En corto, si vamos a correr, corramos para ganar. ¿Pero qué hace el deportista que quiere ganar? ¿Cómo se prepara? Entre muchas otras cosas, analiza las estrategias y los resultados de todos los demás competidores. Y esto es precisamente lo que hace Pablo a continuación en el capítulo 10:
No quiero que ignoren, hermanos, que todos nuestros padres estuvieron bajo la nube, y que todos atravesaron el mar. Todos en Moisés fueron bautizados en la nube y en el mar. Todos comieron la misma comida espiritual. Todos bebieron la misma bebida espiritual, porque bebían de la roca espiritual que los seguía; y la roca era Cristo. Sin embargo, Dios no se agradó de la mayoría de ellos; pues quedaron postrados en el desierto… Estas cosas les acontecieron como ejemplos y están escritas para nuestra instrucción, para nosotros sobre quienes ha llegado el fin de las edades.
Pablo nos recuerda que el pueblo de Israel fue participante en la misma carrera en la que nosotros ahorita estamos.

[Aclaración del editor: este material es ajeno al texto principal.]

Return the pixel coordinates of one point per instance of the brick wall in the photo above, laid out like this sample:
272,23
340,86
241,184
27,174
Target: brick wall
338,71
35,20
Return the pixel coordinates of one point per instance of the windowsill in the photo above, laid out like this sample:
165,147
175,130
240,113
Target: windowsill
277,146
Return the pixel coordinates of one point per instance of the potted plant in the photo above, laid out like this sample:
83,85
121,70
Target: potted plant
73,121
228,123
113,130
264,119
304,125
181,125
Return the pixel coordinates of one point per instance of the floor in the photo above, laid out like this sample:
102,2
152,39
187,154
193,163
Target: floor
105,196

Y perdieron. En esta sección el apóstol identifica las decisiones perjudiciales que condujeron a su eventual derrota.
Veamos otro pasaje: el evangelista Mateo parece estar escribiendo principalmente a conocedores del Antiguo Testamento pues lo cita constantemente. Una referencia sumamente interesante es ésta, cuando José y María huyen de Herodes:
Entonces José se levantó, tomó de noche al niño y a su madre, y se fue a Egipto. Y estuvo allí hasta la muerte de Herodes, para que se cumpliera lo que habló el Señor por medio del profeta, diciendo: De Egipto llamé a mi hijo.

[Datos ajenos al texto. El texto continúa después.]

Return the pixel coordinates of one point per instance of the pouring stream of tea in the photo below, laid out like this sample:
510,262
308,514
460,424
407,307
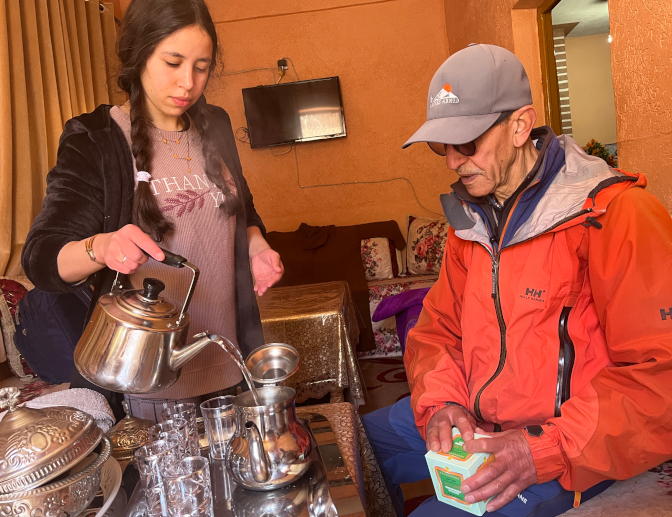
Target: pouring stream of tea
229,348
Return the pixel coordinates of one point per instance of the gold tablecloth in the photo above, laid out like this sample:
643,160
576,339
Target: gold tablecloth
357,455
320,321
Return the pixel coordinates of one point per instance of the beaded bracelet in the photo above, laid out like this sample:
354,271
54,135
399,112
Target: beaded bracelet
89,250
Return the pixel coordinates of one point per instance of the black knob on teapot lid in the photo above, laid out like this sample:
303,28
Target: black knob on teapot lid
152,288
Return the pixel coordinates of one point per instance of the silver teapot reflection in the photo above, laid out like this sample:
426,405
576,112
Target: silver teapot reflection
270,449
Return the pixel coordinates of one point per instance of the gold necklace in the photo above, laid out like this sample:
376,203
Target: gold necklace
177,141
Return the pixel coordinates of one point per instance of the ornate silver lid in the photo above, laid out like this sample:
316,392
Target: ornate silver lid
37,445
129,434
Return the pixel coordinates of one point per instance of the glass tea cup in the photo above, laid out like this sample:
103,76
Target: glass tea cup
152,458
174,426
187,488
186,410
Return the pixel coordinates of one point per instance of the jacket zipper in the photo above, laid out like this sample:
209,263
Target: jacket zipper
500,316
565,362
502,334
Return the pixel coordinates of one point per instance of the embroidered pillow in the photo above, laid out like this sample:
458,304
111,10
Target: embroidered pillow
379,259
426,243
11,292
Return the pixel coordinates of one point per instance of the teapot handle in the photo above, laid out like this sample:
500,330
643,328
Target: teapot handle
174,260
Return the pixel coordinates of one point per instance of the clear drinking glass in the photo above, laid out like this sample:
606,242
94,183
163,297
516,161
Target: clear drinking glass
175,426
186,410
152,459
187,488
219,418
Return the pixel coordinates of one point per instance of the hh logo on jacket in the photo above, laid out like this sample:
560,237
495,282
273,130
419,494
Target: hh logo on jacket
536,295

Lo que aquí nos llama la atención es que si leemos el pasaje que Mateo cita (en Oseas 11:1+) no se nos habría ocurrido que se refería a Cristo:
Cuando Israel era muchacho yo lo amé; y de Egipto llamé a mi hijo. Mientras más los llamaba más se iban ellos de mi presencia. A los Baales ofrecían sacrificio y a los ídolos quemaban incienso. Pero fui yo el que enseñó a caminar a Efraín tomándolo por sus brazos. Sin embargo, no reconocieron que yo los sanaba. Con cuerdas humanas los atraje, con vínculos de amor. Fui para ellos como los que ponen un bebé contra sus mejillas y me inclinaba hacia ellos para alimentarlos.
Oseas obviamente se refiere al pueblo de Israel, mientras que Mateo lo interpreta como referencia a Cristo. ¿Cómo entender esto?
Lo que tanto Pablo como Mateo nos están enseñando es que las historias que Dios ha preservado en el Antiguo Testamento han sido cuidadosamente seleccionadas porque describen la experiencia humana universal. Lo que pasó a Israel como nación es lo que igual atravesó Cristo – y lo que vivimos también todos nosotros.
En nuestro desarrollo, la infancia y juventud, que casi vienen a ser como esclavitud (ver por ejemplo Gálatas 4), dan lugar al despertar espiritual marcado por el bautismo – el momento en el que salimos de Egipto por medio del agua y el espíritu. De allí, al igual que Cristo y el pueblo de Israel, entramos inmediatamente a un período de prueba, a un período de definirnos.
¿Pero qué viene después? Lo que sigue es la entrada a la tierra prometida, al lugar donde ya no estamos bajo la autoridad de otros, sino que existimos como adultos moralmente e espiritualmente independientes, responsables por nuestro propio destino.
Ahora que ya no somos niños, ¿qué vamos a hacer?